World Order

(by H Kissinger)

World Order is a knotty concept prone to interpretations of violent subjectivity.  On the one hand, we have the seers of doom, who see only a world in chaos and inevitable decline (e.g. Mark Steyn).  Farthest from this on the spectrum are the utopian promoters of one world governance (to whom one recommends an urgent reading of Thomas More).

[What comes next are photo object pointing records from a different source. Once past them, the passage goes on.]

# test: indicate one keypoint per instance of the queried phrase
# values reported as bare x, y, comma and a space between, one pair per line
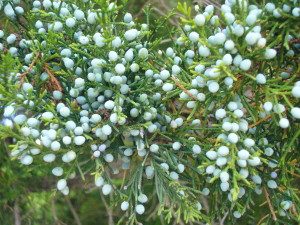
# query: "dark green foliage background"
31, 191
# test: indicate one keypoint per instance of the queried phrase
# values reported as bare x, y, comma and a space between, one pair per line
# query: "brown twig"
270, 204
73, 211
23, 75
262, 219
183, 88
53, 79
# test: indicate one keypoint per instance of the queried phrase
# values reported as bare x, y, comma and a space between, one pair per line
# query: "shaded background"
29, 198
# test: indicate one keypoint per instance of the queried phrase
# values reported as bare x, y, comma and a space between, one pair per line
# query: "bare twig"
23, 75
270, 204
17, 213
53, 79
73, 211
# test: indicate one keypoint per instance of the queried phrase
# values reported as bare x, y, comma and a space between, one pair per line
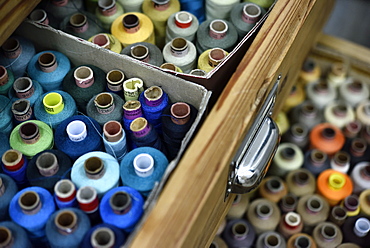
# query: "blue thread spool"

Along the way are those who deprecate the notion of order at all, preach heterogeneity and the cult of small-as-beautiful, the barrackers of old powers, cultists for the new such as the revived Middle Kingdom or ISIS, or re-badged Marxists and reductionists.

H.A.K @ W.E.F.

H.A.K @ W.E.F.

And then there is Henry Alfred Kissinger.  Arch-pragmatist Henry receives either adulation or a right panning (the late Christopher Hitchens was a very vocal and unfair critic) and his construction of global architecture is, surely by definition, predicated on a rickety scaffold in Elysium.  Yet his world-weary, amoral, realpolitik review of this peopled globe is eloquent, elegant and engrossing, containing what is surely a great contextual truth: “Order and freedom, sometimes described as opposite poles on the spectrum of experience, should instead be understood as interdependent.”